|
The
last "black king", Mobutu Sese Seko was the oldest and most resolute of
African despots.
A machiavellian monark, very often portrayed as diabolical, the president
of Zaire was one of the last dictators born out of the cold war and out
of the end of colonialism.
He
came to power in the 1965 coup d'état and imposed peace by means of violence,
fear, and repression.
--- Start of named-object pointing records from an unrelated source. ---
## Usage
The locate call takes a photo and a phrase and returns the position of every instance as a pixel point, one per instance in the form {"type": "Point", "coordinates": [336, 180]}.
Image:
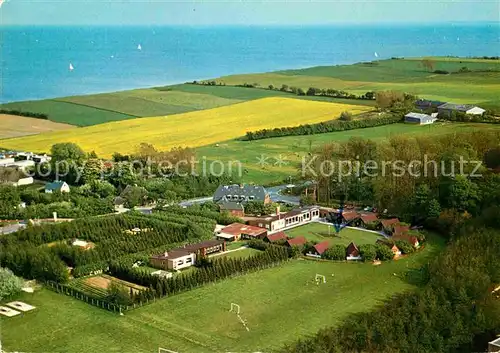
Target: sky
{"type": "Point", "coordinates": [244, 12]}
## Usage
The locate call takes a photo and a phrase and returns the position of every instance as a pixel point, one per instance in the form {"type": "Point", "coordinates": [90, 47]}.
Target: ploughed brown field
{"type": "Point", "coordinates": [15, 126]}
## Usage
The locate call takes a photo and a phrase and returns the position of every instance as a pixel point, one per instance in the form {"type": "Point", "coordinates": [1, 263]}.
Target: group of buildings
{"type": "Point", "coordinates": [442, 110]}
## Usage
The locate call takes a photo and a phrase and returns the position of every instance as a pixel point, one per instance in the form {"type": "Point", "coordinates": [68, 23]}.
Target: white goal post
{"type": "Point", "coordinates": [235, 307]}
{"type": "Point", "coordinates": [320, 278]}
In thirty years of dictatorship, he accumulated
titles such as "Leader of the Revolution", "The Unifier", "The Pacifier"
or "Father of the Country".
With secret services and "promoters" from Europe and from America,
he built up a pyramid of despotic, predatory power, fortified by corruption
and reigned alone in a country devastated by poverty. In 1997, deposed
by rebels, he went into exile and died of cancer mid neglect and indifference
in Morrocco some months later. The documentary is a result of over two
years of research on files, with the witness of persons close to Mobutu
in the heart of Africa, in Europe, and in the United States. One hundred
and four hours of material selected include thirty hours of unpublished
files.
Images
and witnesses explain how the son of a cook and sergeant in a colonialist
army became the richest man in the world. Or by what logic, he built up
his power in Zaire, a territory rich in ores and precious stones that,
by contradiction is, in the world today, one of the poorest.